Shares in Australian miner Lynas soared Thursday after Malaysia gave the green light for a controversial rare earths plant to be be built despite fears it could produce harmful radioactive waste.
The facility, which is near completion in the eastern state of Pahang, is set to become one of the few sites outside China to process rare earths -- metals used in high-tech equipment ranging from missiles to mobile phones.
Malaysia's Atomic Energy Licensing Board granted a temporary licence for the plant to begin operations for an initial two-year period under strict safety requirements.
But it made clear it could be suspended or revoked if the company failed to meet conditions on handling potentially hazardous waste, which is naturally present in rare earths.
Lynas shares surged nearly 20 percent on the news in early trade to Aus$1.60.
"Lynas recognises its responsibility to the community to operate the plant in a safe and sustainable manner," the company's executive chairman Nicholas Curtis said in welcoming the approval.
Lynas has always insisted the plant, which will handle rare earths imported from Australia, will be safe, but critics say radioactive waste could leak out, threatening public health and the environment.

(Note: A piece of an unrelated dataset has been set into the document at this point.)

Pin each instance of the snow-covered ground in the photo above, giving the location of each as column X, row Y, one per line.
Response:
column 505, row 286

First production is expected in the second quarter of calendar 2012.
Currently, China produces more than 95 percent of the world's rare earths -- 17 elements critical to manufacturing everything from iPods to low-emission cars.
But Beijing has angered its trade partners by restricting overseas shipments in a bid to burnish its green credentials and tighten its grip over the metals, leading other countries to explore alternative sources.